Peter Hitchens: ‘The Rage Against God’

‘It’s Bolshevism for the Home Counties’  Interesting interview with the brother of Christopher Hitchens of ‘God is not Great’, fame. Peter Hitchens tells Ed West of The Catholic Herald, 30 April 2010, that the New Atheism promoted by his brother, Christopher, is corroding our culture. He concludes:

“Who is Dawkins’s main opponent? Himself. Who is my brother’s main opponent? Himself. The fact that he is interested suggests to me he is at least open to the possibility.”

Here is a potted biography of this very English, Englishman:

At the age of 15 Peter Hitchens burned his Bible, leaving the Holy Book a “disagreeable, half-charred mess” and the teenager with a sense of anti-climax. It was his “year zero”, and he went on to develop, throughout his late teens and 20s, the typical “enlightened English person’s scorn for faith”, a feeling he characterises by Virginia Woolf’s words upon hearing that T S Eliot had become a Christian: “He may be called dead to us from this day forward.”

Christianity was one of the “nursery myths” that the progressive post-war generation had put behind them as they built a glorious new future and overturned the old order.

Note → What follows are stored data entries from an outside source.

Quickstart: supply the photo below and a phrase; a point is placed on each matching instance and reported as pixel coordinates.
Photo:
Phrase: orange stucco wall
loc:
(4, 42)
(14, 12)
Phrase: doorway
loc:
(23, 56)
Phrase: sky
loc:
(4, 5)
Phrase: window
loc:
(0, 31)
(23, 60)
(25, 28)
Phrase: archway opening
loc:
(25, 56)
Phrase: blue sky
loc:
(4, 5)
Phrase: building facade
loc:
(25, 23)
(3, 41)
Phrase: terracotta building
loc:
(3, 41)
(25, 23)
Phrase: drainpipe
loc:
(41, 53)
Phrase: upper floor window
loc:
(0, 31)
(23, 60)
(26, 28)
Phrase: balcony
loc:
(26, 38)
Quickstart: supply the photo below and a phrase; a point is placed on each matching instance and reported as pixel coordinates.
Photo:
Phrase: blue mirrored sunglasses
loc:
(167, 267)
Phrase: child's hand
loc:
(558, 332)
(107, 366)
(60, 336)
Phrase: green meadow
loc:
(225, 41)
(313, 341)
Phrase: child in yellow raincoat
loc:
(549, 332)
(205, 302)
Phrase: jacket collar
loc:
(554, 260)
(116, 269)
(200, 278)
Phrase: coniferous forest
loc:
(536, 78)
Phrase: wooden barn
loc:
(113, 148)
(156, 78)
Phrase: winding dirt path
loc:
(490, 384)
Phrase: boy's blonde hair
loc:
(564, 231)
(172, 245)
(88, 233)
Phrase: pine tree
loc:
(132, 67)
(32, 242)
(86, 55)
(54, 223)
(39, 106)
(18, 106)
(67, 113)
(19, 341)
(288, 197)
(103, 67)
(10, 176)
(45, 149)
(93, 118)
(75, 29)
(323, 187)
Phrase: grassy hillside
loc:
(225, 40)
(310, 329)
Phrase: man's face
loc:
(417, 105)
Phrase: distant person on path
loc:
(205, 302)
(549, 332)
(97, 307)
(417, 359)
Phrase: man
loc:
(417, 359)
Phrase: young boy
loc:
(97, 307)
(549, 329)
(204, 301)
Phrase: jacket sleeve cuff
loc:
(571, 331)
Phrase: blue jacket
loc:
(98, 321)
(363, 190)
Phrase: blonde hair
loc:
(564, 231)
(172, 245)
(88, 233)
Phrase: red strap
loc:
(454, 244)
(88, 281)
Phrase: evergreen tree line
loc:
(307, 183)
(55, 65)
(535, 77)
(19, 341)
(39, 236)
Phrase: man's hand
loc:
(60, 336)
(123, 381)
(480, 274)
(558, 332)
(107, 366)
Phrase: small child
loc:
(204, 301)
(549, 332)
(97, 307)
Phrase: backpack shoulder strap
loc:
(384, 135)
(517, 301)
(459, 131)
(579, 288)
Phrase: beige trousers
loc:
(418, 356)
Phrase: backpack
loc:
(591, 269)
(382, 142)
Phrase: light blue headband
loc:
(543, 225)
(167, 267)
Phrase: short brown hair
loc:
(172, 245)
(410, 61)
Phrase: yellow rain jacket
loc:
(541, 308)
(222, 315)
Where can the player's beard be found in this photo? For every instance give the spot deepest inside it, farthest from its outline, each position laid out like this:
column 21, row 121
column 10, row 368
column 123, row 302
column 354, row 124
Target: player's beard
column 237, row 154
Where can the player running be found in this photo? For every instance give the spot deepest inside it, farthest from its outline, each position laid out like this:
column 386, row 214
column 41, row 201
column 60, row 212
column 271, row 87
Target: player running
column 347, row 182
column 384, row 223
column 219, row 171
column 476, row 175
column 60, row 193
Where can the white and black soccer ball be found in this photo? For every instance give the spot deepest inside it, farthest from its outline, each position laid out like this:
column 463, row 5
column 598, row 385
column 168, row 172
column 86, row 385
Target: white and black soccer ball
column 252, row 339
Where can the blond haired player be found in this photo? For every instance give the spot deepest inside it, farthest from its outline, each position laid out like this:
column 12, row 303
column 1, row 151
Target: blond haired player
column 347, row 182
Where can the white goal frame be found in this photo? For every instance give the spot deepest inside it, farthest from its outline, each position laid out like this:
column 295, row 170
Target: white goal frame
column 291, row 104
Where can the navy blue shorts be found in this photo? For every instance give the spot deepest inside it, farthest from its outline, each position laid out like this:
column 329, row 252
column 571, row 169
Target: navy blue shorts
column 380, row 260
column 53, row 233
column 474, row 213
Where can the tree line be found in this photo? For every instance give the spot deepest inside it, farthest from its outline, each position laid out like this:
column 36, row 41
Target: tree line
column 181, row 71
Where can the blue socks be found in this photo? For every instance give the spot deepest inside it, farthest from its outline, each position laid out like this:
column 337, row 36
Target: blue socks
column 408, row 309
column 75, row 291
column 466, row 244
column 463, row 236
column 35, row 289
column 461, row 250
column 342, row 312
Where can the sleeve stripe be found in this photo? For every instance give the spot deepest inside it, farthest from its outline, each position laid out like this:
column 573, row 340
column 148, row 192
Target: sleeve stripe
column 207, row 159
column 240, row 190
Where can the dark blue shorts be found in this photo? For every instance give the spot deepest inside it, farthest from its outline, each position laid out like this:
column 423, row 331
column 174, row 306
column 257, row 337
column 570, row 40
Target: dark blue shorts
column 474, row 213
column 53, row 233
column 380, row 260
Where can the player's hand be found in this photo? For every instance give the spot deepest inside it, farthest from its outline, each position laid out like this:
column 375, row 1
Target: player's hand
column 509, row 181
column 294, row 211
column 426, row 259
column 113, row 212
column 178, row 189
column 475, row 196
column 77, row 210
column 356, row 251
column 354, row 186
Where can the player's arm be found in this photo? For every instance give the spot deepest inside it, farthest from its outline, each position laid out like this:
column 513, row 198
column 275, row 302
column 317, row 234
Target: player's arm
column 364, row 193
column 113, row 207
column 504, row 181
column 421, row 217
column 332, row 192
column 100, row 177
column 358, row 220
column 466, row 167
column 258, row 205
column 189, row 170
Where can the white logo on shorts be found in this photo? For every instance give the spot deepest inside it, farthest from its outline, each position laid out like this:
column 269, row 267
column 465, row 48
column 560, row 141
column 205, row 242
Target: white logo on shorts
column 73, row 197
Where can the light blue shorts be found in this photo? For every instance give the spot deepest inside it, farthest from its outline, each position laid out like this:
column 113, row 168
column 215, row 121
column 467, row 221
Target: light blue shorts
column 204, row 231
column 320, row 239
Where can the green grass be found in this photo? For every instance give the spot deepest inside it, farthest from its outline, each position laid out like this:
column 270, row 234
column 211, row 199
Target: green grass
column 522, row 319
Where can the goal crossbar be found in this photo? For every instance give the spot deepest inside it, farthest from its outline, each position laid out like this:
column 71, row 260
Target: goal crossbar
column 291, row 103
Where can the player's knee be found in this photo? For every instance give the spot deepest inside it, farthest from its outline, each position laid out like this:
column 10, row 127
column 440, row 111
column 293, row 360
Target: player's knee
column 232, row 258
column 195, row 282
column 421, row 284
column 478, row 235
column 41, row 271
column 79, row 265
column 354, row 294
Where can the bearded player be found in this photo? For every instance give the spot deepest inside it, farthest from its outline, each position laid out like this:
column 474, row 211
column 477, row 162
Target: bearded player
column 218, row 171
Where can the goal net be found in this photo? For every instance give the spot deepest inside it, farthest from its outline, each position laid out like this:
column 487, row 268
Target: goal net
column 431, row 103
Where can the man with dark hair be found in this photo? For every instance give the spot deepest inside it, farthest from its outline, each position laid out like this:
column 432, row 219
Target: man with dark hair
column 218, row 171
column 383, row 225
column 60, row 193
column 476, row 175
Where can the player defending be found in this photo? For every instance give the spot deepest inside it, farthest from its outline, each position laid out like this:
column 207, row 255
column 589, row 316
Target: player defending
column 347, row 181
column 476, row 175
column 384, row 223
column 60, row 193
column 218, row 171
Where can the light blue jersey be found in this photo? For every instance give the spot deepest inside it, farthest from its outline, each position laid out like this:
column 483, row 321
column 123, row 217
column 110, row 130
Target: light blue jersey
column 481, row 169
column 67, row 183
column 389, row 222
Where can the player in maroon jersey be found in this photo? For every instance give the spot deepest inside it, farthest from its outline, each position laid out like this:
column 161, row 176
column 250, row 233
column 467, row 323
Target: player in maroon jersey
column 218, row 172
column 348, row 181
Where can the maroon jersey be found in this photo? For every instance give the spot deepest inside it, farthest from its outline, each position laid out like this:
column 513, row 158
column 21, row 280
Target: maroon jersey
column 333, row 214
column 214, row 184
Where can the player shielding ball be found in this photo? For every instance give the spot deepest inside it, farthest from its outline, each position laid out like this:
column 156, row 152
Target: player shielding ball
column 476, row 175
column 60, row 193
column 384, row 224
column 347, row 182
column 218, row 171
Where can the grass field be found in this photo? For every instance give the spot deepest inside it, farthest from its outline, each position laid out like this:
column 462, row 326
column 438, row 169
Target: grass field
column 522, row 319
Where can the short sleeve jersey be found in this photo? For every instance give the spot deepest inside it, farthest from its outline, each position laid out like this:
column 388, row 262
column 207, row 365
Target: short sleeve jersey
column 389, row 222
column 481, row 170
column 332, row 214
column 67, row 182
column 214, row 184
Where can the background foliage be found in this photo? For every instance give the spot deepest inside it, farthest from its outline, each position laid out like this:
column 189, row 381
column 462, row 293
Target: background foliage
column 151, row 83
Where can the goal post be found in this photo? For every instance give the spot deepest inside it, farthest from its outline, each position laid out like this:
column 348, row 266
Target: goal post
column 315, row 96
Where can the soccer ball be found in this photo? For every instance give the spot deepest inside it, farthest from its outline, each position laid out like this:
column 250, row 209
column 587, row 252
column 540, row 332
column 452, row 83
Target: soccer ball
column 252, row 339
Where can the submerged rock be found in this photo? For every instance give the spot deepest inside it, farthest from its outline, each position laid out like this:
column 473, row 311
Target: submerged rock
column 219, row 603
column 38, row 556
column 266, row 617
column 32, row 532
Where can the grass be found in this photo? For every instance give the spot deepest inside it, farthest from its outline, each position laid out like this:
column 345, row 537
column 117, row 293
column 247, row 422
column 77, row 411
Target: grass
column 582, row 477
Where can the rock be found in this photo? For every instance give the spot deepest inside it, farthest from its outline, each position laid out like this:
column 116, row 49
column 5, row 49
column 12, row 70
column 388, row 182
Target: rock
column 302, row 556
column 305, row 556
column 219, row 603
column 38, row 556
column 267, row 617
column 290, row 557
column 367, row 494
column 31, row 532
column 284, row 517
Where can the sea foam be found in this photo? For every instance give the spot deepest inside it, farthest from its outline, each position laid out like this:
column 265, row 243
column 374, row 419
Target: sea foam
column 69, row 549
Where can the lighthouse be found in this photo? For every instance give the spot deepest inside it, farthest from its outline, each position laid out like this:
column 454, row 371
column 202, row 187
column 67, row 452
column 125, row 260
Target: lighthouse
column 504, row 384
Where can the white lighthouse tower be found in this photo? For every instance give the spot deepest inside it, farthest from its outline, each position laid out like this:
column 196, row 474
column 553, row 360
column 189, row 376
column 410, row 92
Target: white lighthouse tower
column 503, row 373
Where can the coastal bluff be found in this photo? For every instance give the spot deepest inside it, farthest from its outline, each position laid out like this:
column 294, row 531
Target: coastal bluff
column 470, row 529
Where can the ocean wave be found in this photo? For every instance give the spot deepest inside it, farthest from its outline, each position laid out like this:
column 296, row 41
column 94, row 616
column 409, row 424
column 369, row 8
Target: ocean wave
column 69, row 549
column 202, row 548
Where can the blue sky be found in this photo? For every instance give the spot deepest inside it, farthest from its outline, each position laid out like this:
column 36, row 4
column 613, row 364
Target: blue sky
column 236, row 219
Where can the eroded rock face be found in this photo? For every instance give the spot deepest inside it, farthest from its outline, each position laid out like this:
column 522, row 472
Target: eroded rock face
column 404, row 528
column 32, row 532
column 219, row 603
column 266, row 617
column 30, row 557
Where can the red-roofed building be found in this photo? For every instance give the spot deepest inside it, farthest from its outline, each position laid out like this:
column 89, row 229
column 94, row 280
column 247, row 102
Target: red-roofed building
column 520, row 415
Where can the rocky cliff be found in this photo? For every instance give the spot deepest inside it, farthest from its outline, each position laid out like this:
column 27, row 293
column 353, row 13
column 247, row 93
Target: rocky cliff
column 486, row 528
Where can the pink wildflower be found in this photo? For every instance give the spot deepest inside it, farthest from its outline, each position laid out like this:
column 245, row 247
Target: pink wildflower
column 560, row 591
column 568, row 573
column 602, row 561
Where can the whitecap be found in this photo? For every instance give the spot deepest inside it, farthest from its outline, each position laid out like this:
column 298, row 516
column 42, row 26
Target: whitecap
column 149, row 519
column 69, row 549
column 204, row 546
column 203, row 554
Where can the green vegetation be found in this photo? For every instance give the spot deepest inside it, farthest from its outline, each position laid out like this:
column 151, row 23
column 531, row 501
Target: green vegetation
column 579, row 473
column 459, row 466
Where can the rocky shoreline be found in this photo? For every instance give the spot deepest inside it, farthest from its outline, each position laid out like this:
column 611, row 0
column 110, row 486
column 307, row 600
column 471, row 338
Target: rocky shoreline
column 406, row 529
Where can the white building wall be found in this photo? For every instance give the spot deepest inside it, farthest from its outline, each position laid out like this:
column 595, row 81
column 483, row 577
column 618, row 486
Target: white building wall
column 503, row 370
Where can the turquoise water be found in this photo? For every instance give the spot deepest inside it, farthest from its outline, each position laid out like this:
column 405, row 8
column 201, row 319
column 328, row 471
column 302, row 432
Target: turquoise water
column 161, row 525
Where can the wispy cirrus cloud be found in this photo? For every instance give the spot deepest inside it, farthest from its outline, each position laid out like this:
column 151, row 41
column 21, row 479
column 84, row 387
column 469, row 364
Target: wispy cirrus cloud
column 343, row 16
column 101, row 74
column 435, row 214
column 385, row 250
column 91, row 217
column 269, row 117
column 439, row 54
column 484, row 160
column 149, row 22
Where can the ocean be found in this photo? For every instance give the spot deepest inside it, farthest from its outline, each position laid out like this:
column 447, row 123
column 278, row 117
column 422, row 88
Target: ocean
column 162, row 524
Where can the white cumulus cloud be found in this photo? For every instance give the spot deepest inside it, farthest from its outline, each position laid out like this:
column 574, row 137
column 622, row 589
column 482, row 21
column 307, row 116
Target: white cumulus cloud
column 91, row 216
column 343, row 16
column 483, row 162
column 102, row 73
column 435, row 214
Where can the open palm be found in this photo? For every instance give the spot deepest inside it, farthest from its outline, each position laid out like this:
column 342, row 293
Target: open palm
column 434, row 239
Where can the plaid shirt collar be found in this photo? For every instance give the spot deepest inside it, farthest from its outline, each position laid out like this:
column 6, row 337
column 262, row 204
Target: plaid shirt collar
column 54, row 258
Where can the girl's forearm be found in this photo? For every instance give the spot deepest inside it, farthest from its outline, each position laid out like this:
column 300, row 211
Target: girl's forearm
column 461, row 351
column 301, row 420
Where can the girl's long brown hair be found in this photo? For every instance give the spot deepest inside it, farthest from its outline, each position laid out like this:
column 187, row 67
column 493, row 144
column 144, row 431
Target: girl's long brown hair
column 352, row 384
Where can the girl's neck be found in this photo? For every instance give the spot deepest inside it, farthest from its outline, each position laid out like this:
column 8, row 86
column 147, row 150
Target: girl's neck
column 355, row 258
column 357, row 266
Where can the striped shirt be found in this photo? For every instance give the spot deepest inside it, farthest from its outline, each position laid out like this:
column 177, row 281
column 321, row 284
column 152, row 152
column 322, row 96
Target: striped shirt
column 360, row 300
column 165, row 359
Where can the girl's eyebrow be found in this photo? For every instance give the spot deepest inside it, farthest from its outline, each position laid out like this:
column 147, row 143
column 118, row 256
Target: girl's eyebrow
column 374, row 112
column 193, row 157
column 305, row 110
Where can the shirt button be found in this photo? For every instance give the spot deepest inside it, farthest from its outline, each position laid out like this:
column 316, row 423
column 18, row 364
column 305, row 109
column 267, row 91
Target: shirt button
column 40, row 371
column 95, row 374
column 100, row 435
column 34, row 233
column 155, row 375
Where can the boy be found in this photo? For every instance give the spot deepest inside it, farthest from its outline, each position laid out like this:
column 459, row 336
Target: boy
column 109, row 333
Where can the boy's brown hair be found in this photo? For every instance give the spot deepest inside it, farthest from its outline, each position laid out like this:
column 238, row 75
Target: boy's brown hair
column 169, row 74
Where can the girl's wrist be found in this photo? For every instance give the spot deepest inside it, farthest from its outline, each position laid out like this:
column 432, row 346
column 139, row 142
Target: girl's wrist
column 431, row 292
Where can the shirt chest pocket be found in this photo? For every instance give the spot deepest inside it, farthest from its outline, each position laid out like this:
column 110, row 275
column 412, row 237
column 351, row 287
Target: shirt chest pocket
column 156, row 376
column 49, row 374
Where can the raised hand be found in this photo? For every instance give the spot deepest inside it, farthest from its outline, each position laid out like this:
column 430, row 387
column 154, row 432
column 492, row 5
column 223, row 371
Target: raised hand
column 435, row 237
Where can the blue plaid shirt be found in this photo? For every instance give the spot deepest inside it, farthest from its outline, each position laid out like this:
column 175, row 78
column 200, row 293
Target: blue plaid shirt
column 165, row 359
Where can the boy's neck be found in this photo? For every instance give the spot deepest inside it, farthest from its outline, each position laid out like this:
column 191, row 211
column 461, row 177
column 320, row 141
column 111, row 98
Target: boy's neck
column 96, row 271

They were very successful: today the post-war cultural revolution is complete, but Hitchens is its most notable critic. It would be wrong to call him a “born-again Christian”, for he’s far too English for that. Neither did Hitchens have a Damascene moment as such; rather, in his early 30s he began to feel drawn back, despite the social disapproval. But it was while gazing at Rogier van der Weyden’s Last Judgment, a 500-year-old painting that shows in graphic detail the torment of sinners in hell, which he saw while on a cycling holiday in Burgundy, that he realised he was a Christian again.

The Rage Against God: Why Faith is the Foundation of Civilisation is published by Continuum, priced £16.99.